Shared load and store trancactions behavior



i made some experimentations on shared memory and there is something that is squeezing my head,

When i want to access 128 Bits data spreaded on the first four banks i got 4 accesses, i got it the thread can only handle 32 bit at a time.

When i create a conflict with another thread ( for exemple thread 0 in B0,0 B1,0 B2,0 B3,0 and thread 2 in B0,1 B1,1 B2,1 B3,1 where Bbank,row) i got 5 accesses, i presume it takes B0,0 then B0,1 and B1,0 then B1,1 and B2,0 then B2,1 and B3,0 then finally B3,1, with kind of pipeline access and we have n+3 transactions where n is the number of conflict, but when i achieve 9 conflicts i only got 11 transactions and this n+2 parten stand until 17 transactions when it becomes n+1 and finally it becomes n starting from 25 conflicts. With 64 bits accesses it hapened only at 17 where it goes from n+1 to only n.

My Question is why there is this leap at 9,17,25 (128 bits) and 17 (64 bits) ?

I give you my code :
to use it like i do
./a.out <size_data: either 32, 64 or 128> <acording to size data: 32 or16 or 8 to always perfom conflicts> 0 FFFFFFFF (4.6 KB) (1.1 KB)

I haven’t studied your code. However for a 128 bit load or store per thread, with each thread requesting adjacent data, I would expect “leaps” at 9, 17, and 25 threads.

With 8 threads per warp requesting 128bits/thread, you would have exactly one shared “transaction” per request. 9 threads would bump you up to 2 transactions per request. 17 threads would bump you up to 3 transactions per request, and 25 threads would bump you up to 4 transactions per request.

Likewise with 64 bits requested per thread, you would observe a bump at 17, going from one transaction per request to 2.
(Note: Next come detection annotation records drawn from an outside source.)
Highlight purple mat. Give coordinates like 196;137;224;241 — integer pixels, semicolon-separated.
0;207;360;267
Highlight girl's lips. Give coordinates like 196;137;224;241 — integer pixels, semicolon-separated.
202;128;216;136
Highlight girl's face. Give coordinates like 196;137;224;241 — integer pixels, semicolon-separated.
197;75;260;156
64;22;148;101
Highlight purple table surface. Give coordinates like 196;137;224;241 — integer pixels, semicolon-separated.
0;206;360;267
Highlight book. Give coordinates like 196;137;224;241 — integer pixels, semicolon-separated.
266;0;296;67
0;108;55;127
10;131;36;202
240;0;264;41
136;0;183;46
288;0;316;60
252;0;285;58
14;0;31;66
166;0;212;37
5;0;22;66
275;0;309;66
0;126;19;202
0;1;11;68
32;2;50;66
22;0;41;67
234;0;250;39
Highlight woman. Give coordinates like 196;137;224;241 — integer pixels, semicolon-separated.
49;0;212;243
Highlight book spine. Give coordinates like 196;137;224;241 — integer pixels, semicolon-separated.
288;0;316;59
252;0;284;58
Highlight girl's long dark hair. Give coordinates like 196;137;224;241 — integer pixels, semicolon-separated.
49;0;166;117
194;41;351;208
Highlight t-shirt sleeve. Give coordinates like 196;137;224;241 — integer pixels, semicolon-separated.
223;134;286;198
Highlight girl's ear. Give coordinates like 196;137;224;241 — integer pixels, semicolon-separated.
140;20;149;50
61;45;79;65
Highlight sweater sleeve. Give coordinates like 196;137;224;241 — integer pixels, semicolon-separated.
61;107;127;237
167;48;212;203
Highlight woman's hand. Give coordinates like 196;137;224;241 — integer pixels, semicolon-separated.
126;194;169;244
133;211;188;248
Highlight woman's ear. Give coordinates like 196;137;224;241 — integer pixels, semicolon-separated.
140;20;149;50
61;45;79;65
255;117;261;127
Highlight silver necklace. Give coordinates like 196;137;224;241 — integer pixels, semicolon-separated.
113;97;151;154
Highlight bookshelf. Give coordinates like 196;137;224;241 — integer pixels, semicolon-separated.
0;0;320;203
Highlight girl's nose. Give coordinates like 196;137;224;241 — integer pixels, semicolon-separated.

So these numbers and their relation to bits requested per thread and number of threads involved is not surprising to me.

The main point of my experiment is that these data are NOT adjacente to each other. basically they are on top of each other. I did understand the mecanism when they are next to each other. But here we want to focus on conflict.